The $14.5 million dollar grant from the National Science Foundation was allotted to certain institutions across the country participating in gravitational wave research. The grant was received by the North American Nanohertz Observatory for Gravitational Waves Physics, or NANOGrav, an organization that Lafayette physics professor David Nice has been a part of for over a decade.
Along with nine other institutions, including Franklin and Marshall College and West Virginia University, Lafayette’s team is attempting to directly detect gravitational waves through the observation of pulsar stars—a type of star that spins quickly, releasing electromagnetic radiation. Gravitational waves are ripples in space-time caused by massive objects, like black holes, accelerating and orbiting each other, which then affect pulsars’ motion.
Gravitational waves were predicted by Albert Einstein in his Theory of Relativity, but have never been directly detected. There is strong indirect evidence of their existence, Nice said, but no direct evidence, which is the purpose of NANOGRav research.
“The main goal is trying, through some mathematical model, to predict the time of arrival of the pulsars,”physics major and EXCEL research student Hao Lu ‘16 said.
With this grant, the college will be able to provide more research opportunities for students interested in this field of study. The grant can also fund a post-doctoral researcher who, according to Nice, will come to the school within the next couple of years to assist in multiple ways. Travel expenses will also be more easily covered. Nice and his team of EXCEL students have made multiple trips to the Arecibo Observatory in Puerto Rico, where the radio telescope they gather data from is located.
Although they can access the telescope remotely, it is necessary to meet with other experimental and observational astronomers and theorists occasionally.

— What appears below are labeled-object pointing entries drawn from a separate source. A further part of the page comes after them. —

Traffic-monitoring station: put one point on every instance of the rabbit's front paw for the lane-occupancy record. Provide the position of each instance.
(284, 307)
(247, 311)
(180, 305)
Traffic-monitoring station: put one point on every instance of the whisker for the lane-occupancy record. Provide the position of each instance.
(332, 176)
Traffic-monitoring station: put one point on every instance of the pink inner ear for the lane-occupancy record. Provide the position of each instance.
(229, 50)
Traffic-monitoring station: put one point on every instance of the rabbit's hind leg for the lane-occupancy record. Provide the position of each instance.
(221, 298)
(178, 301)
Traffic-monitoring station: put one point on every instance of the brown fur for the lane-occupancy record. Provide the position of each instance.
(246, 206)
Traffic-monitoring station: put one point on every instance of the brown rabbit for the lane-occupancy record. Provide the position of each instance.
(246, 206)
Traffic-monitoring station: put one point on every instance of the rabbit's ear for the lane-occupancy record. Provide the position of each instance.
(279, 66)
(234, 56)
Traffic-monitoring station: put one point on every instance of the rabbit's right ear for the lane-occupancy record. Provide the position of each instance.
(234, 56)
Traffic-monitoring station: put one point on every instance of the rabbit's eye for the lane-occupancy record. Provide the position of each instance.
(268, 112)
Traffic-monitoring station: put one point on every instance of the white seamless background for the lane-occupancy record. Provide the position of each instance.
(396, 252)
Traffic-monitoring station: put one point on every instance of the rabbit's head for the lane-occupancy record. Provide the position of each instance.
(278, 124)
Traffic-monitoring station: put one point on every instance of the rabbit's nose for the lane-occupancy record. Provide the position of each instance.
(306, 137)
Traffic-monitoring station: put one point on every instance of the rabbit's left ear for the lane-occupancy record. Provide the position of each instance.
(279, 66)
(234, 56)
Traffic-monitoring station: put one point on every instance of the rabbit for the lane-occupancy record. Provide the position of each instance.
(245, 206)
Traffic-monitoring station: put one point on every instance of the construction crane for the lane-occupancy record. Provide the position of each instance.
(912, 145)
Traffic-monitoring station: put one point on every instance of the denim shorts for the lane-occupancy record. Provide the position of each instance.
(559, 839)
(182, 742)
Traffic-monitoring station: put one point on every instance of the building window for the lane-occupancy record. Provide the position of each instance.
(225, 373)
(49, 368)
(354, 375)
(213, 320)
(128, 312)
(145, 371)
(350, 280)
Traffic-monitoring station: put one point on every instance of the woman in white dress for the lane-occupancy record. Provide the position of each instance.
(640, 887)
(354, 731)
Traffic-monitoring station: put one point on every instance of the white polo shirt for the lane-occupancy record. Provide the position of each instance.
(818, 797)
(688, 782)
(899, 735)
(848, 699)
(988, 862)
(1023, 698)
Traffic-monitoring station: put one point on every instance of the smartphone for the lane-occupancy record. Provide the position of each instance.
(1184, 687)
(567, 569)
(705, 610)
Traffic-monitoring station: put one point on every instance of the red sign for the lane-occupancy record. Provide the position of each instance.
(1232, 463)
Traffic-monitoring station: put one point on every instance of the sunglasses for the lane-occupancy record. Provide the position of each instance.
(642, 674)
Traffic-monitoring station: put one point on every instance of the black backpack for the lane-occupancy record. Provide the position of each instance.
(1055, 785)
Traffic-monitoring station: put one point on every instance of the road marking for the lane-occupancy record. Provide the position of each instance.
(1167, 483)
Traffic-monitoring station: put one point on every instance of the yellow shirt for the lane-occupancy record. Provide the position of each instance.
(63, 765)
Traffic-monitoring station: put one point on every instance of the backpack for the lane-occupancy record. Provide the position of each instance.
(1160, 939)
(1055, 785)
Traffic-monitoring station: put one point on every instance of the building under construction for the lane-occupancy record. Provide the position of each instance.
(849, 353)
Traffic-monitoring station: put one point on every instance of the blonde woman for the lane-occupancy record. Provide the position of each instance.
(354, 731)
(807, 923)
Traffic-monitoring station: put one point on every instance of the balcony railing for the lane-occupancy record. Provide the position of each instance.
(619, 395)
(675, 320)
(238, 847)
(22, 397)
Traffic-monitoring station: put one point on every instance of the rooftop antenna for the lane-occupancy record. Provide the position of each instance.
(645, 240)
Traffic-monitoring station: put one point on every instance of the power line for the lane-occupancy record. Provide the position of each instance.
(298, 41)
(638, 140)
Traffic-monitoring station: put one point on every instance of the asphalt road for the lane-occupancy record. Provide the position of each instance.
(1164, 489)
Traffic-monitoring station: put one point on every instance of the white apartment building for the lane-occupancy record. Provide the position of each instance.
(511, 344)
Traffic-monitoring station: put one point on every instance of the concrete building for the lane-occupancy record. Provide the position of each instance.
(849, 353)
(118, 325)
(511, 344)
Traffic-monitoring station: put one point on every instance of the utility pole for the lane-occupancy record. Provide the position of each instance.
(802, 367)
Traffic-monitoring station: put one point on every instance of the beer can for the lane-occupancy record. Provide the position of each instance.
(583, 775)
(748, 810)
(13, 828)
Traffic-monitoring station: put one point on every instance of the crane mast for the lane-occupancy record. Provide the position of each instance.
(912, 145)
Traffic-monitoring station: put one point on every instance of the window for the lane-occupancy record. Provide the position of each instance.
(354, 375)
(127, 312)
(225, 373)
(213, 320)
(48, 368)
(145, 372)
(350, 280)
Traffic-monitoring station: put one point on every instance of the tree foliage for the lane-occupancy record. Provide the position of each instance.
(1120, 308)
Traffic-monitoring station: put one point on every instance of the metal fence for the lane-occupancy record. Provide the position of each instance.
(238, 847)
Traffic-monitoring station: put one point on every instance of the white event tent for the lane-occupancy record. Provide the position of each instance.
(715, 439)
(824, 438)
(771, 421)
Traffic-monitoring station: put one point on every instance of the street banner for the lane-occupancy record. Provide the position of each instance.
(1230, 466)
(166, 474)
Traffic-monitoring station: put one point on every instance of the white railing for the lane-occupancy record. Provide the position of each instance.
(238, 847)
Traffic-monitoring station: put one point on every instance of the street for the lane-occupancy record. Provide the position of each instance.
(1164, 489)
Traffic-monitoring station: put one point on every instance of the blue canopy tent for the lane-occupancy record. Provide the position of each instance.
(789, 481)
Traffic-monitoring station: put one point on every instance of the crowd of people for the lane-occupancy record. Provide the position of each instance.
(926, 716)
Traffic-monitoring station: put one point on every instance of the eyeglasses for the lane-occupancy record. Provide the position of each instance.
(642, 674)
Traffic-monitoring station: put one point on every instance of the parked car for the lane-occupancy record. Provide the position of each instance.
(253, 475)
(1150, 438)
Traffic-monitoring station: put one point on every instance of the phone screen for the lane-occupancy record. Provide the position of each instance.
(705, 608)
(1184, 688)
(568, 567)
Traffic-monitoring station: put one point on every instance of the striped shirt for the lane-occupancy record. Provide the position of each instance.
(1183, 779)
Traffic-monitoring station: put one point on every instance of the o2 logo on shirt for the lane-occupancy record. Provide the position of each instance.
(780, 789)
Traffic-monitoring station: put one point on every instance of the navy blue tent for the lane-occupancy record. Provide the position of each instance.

One of Nice’s research students, Allison Matthews‘15, presented her thesis on gravitational waves at a conference in Puerto Rico this past February.
“For future career options, it’s really great to meet people,”said Matthews, a physics and math double major. “Students will have to possibility to make the networking connections with scientists all around the world because this is an international collaboration.”
Everyone involved acknowledges the benefits of research opportunities for students.
“I think it’s really neat to be able to do cutting edge research and be able to do that at a liberal arts school,”Nice said.
Along with Lu and Matthews, Sarah Henderson ’16 and Enia Xhakaj’17 have been involved with the research as EXCEL scholars as well.
“To be involved with this kind of high level collaboration with other excellent schools is not only a benefit to the individual researchers, but also a benefit to the to the college,”President Alison Byerly said. “Placing us on a par with other institutions undertaking substantial research I think…is enormously beneficial to Lafayette.”